Solved: Iterate over elements of report

teoten · Jun 9, 2023 4:34 PM

Hi, I'm new using JMP but I find it very useful and practical, so far I'm enjoying it a lot. I’m learning JSL because I need to automatize some of the analysis for my teammates and for efficiency. I am starting with something simple but I need help to move forward.

I need to customize the results of the distribution platform to perform a test of normality for several columns of a table, in order to repeat it as often as I or my colleagues need it. I managed to write a simple script that achieves this in an easy way. However I am having problems on how to edit particular elements of the report when a condition meet.

Here is the script that return values from the Shapiro-Wilk test:

// Select variables to analyze 
Names Default to Here( 1 );

dt = Current Data Table();

dialog = New Window( "Select Columns", << Modal,
	Panel Box( "Column Selection",
		Lineup Box( N Col( 1 ),
			Text Box( "Select columns for distribution" ),
			y col list = Col List Box( All )
		)
	),
	H List Box(
		Button Box( "OK",
			y col = y col list << Get Selected;
		),
		Button Box( "Cancel" )
	)
);

If( dialog["Button"] == -1,
	Throw( "User cancelled" )
);

// Create distribution
dist = dt << Distribution(Columns(evalList(y col)),Histograms Only);

// Add parameters
dist << Normal Quantile Plot( 1 );
dist << Fit Distribution(Normal(Goodness of Fit(1)));

How can I make JMP to automatically show customized summary statistics (inluding Skewness and Kurtosis) when the P value (Prob<W) is < 0.05.

When I try to edit something on the report, for example, remove the parameter estimates

distr["Parameter Estimates"] << Delete;

It does it only for the first element of the report.

I would appreciate any help on how to manipulate elements of the report, in general such as remove all the parameter estimates, and in particular such as P < 0.05.

Thanks!

MathStatChem · Aug 13, 2020 10:05 AM

When you use Distribution() with a list of columns, the report window contains the output from many 'independent' distribution analysis. Each one of those analysis is a separate object. Interacting with those objects can be different than interacting with the report layer in the report window When you do

dist << Normal Quantile Plot(1);

that message is broadcast to all of the distribution objects that are being displayed in the report window. But when you do

distr=Report(dist);
distr["Parameter Estimates"] << Delete;

what JMP does is to go to the first instance of the report layer object that can be referenced using the "Parameter Estimates" string, which in this case is the Outline Box under the Fitted Normal results. To do what you want to do, you would need iterate through each part of the report, get the result for the Shapiro-Wilk test from the report layer, and then decide to delete parts of the output report.

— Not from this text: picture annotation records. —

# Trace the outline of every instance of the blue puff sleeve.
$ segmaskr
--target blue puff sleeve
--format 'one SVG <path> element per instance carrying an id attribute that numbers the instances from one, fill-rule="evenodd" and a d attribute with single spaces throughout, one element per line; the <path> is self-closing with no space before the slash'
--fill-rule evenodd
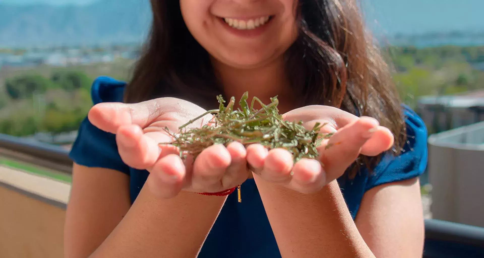
<path id="1" fill-rule="evenodd" d="M 122 102 L 125 85 L 123 82 L 108 77 L 98 77 L 91 88 L 93 103 Z M 118 152 L 115 135 L 96 127 L 87 117 L 79 128 L 69 157 L 80 165 L 110 168 L 129 175 L 129 167 Z"/>
<path id="2" fill-rule="evenodd" d="M 404 106 L 407 142 L 400 155 L 384 156 L 366 182 L 365 191 L 380 184 L 420 176 L 427 166 L 427 128 L 424 121 Z"/>

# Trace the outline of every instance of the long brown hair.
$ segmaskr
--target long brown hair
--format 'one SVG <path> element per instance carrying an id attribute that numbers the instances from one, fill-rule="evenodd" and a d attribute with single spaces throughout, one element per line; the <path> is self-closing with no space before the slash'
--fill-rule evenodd
<path id="1" fill-rule="evenodd" d="M 339 107 L 378 120 L 395 137 L 392 150 L 405 142 L 400 102 L 388 65 L 366 31 L 357 0 L 299 0 L 300 31 L 286 53 L 291 86 L 301 92 L 299 105 Z M 151 0 L 149 40 L 126 88 L 124 101 L 156 96 L 183 98 L 205 108 L 223 94 L 209 54 L 191 35 L 179 1 Z M 379 157 L 360 157 L 348 168 L 372 167 Z"/>

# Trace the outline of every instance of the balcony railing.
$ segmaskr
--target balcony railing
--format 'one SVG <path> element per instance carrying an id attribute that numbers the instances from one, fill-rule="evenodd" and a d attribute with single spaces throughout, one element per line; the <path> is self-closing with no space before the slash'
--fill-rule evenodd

I think in your case it would be easier to iterate the distribution analysis for each column one at a time, appending the results to a new report window. Here is some example code that shows how to do that

// Select variables to analyze 
Names Default To Here( 1 );

dt = Current Data Table();

dialog = New Window( "Select Columns",
	<<Modal,
	Panel Box( "Column Selection",
		Lineup Box( N Col( 1 ),
			Text Box( "Select columns for distribution" ),
			y_col_list = Col List Box( All )
		)
	),
	H List Box(
		Button Box( "OK", y_col = y_col_list << Get Selected ),
		Button Box( "Cancel" )
	)
);

If( dialog["Button"] == -1,
	Throw( "User cancelled" )
);


// Create new empty report window
nw = New Window( "Distribution Analysis", hb = H List Box() );

// iterate through each column

For( ii = 1, ii <= N Items( y_col ), ii++, 
// Create distribution, display in report window by appending
	// to the H List Box
	hb << Append(
		dist = dt << Distribution( Columns( y_col[ii] ), Histograms Only )
	);
	
	// get reference to the report layer for the individual distribution analysis
	distr = Report( dist );
	
    // turn on Normal Quantile Plot and add the Normal distribution
    // fit with the goodness of fit test
	dist << Normal Quantile Plot( 1 );
	dist << Fit Distribution( Normal( Goodness of Fit( 1 ) ) );
	
	// instead of deleting the parameter estimates, just close the 
	// outline box that contains them
	distr["Parameter Estimates"]<<Close;

	// get the p-value for the shapiro wilks test from the report layer
	// CAUTION:  the  Goodness of Fit test output depends on 
	// the number of observations and other conditions, so this may not be
	// robust to all scenarios

	/* the report element that contains the p-value is in the second
	Number Col Box in the first Table Box underneath the 
	"Goodness-of-Fit Test" outline box. Using << get on that report 
	object returns a list, and use the [1] index to get the first element
	of that list*/

	swpval = (distr["Goodness-of-Fit Test"][Table Box( 1 )][Number Col Box( 2 )] <<
	get)[1];
	
	// check to see if GOF test p value is <0.05 and if so add custom summary stats
	If( swpval < 0.05,
		dist << Summary Statistics( 1 );
		dist << Customize Summary Statistics( Skewness( 1 ), Kurtosis( 1 ) );
	);
);

View solution in original post

MathStatChem · Aug 13, 2020 10:05 AM

When you use Distribution() with a list of columns, the report window contains the output from many 'independent' distribution analysis. Each one of those analysis is a separate object. Interacting with those objects can be different than interacting with the report layer in the report window When you do

dist << Normal Quantile Plot(1);

that message is broadcast to all of the distribution objects that are being displayed in the report window. But when you do

distr=Report(dist);
distr["Parameter Estimates"] << Delete;

what JMP does is to go to the first instance of the report layer object that can be referenced using the "Parameter Estimates" string, which in this case is the Outline Box under the Fitted Normal results. To do what you want to do, you would need iterate through each part of the report, get the result for the Shapiro-Wilk test from the report layer, and then decide to delete parts of the output report.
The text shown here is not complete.